10 pizzas? I'm getting ripped off. For me that's 7 pizzas.
Where the hell are you guys getting your pizza from? Even with a retailmenot coupon, pizzas still come out to like $20 each.
My Dominos does a large 1 topping for $5.99.
I'm doing Brooklyn's Best in arlington, tx or Rocco's Pizza in Fort Worth, TX, both around $8/pie.
That's like 60 Totino's Pizzas.
I'm firmly in the camp that dealing with timezones in code is hellish at best, but I think this will probably get as much adoption among regular folks as Julian dates or UNIX timestamps.

I would love to be proven wrong though, I really hate working with timezones.

I started to write a comment that suggested 'Ebeats' was no better than just trying to popularize GMT/"Z" time for coordination. These Ebeats are GMT-based; their benefit is that by their format they can't be confused with TZ-based times; their problem is they don't mentally map to the old divisions like hours and minutes.

But the more I think about the problem, the more I suspect that the instant-distinction is the key success factor.

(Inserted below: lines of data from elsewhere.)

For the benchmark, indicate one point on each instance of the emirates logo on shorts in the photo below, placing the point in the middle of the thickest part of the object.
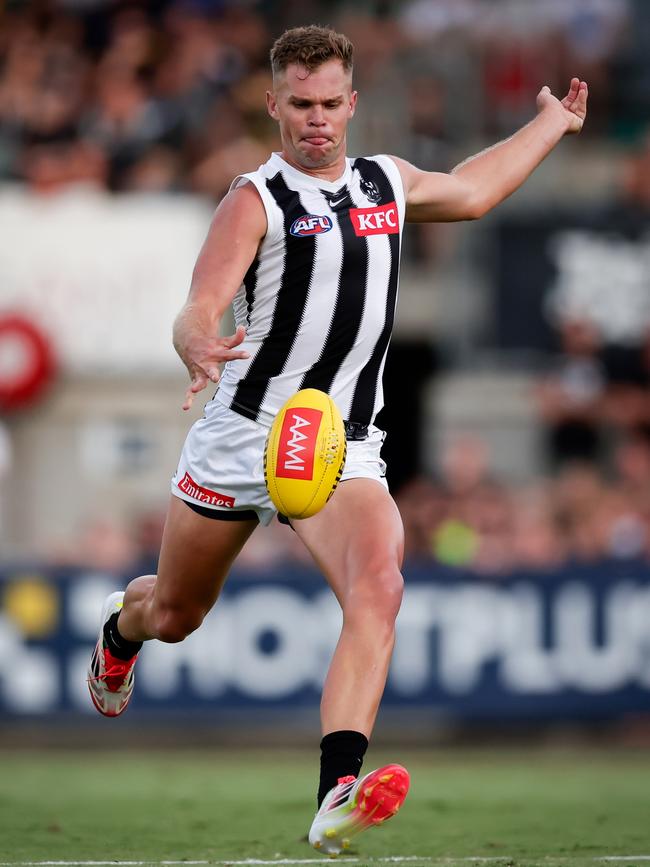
(298, 443)
(204, 495)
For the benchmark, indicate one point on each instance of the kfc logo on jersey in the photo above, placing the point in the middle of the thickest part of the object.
(204, 495)
(310, 224)
(375, 221)
(298, 444)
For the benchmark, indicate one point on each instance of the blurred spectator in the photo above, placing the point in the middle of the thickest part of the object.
(570, 400)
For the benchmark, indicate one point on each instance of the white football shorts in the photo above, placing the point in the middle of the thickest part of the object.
(222, 464)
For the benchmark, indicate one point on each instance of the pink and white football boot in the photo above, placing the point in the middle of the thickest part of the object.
(354, 805)
(110, 680)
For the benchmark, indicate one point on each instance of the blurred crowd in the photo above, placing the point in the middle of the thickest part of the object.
(169, 96)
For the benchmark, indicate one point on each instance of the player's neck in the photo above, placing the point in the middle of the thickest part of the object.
(331, 172)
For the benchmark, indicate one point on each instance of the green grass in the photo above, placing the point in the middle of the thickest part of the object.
(527, 810)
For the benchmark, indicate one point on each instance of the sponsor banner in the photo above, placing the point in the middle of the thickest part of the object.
(574, 644)
(103, 276)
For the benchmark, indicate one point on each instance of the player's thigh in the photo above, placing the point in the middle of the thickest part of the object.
(357, 539)
(195, 557)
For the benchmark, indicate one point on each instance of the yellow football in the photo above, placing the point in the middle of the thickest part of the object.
(304, 454)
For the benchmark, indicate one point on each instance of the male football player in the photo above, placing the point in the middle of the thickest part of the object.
(306, 249)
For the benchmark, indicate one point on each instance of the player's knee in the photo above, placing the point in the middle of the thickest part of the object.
(173, 624)
(390, 590)
(377, 596)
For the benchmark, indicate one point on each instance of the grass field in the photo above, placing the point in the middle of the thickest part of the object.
(522, 810)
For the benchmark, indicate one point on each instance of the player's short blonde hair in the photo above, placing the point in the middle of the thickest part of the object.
(310, 47)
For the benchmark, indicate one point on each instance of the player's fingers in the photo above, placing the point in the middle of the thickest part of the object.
(236, 338)
(231, 354)
(189, 397)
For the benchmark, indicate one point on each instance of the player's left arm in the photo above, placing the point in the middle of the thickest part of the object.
(479, 183)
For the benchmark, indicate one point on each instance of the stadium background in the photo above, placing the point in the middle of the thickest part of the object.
(518, 381)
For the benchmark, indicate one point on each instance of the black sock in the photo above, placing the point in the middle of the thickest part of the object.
(341, 756)
(118, 646)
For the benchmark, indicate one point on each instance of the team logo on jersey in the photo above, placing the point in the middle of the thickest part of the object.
(298, 443)
(310, 224)
(375, 221)
(370, 190)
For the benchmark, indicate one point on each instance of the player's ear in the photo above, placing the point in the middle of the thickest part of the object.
(272, 105)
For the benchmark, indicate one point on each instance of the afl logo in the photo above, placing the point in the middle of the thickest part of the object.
(310, 224)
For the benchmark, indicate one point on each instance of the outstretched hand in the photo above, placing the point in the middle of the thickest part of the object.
(204, 368)
(574, 104)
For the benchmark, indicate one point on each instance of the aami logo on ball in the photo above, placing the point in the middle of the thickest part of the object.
(310, 224)
(298, 443)
(375, 221)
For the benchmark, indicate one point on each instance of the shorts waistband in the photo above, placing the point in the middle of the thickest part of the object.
(354, 430)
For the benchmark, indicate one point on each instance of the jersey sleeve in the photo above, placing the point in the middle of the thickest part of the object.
(275, 224)
(393, 173)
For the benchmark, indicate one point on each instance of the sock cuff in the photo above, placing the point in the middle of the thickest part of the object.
(338, 738)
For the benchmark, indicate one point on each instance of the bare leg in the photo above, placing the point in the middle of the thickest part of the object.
(195, 558)
(357, 541)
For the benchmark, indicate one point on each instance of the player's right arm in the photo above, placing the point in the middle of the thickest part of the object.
(236, 231)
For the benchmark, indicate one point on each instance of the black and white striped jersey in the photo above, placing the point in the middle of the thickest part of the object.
(318, 302)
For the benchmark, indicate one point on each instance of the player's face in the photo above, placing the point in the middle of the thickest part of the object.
(313, 110)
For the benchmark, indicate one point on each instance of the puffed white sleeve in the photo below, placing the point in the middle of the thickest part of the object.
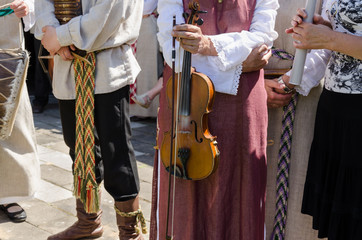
(315, 65)
(29, 20)
(233, 48)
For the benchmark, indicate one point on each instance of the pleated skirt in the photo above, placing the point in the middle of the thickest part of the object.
(333, 187)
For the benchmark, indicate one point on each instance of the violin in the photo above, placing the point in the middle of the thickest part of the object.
(188, 149)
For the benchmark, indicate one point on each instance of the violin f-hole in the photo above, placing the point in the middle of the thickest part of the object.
(196, 138)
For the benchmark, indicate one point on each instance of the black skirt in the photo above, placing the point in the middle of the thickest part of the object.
(333, 187)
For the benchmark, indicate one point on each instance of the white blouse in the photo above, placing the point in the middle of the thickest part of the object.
(29, 20)
(149, 6)
(233, 48)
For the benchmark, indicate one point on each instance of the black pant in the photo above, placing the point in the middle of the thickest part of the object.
(115, 159)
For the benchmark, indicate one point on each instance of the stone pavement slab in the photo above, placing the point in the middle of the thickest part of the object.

I can imagine future calendaring software always showing both customary local time and Ebeats alongside each time-range. It'd still be hard to casually set an Ebeats meeting time, without your software open, but with software open it becomes easy.

The one refinement I would suggest to prevent day-rollover confusion would be to add an optional one-letter A-G prefix to each Ebeat time specifying the GMT day-of-week. Thus without including the whole traditional, locally-varying (2011-03m-31d) date or day-of-week (Thursday/Th/R), or relative phrasing ("Tomorrow"), any off-by-one day errors can be avoided.

By this convention, the Ebeats time right now is @d792. This time tomorrow will be @e792.

(A potential problem is that 'f' now means GMT Saturday. Moving the first-day 'a' back to Sunday makes 'f' line up nicely with Friday, but goes against ISO/international practice calling Monday the first day. I suppose another convention for getting a day-of-week 'check-digit' in would be a 1-7, but set off somehow to avoid confusion with beats... eg @4.792 or @4d792 or 4@792.)

Good points all around. We'll definitely consider a DOW prefix, for social time that really fits the usage.
What do you gain from using this vs using GMT for everything?

At least with using GMT universally your clock still works.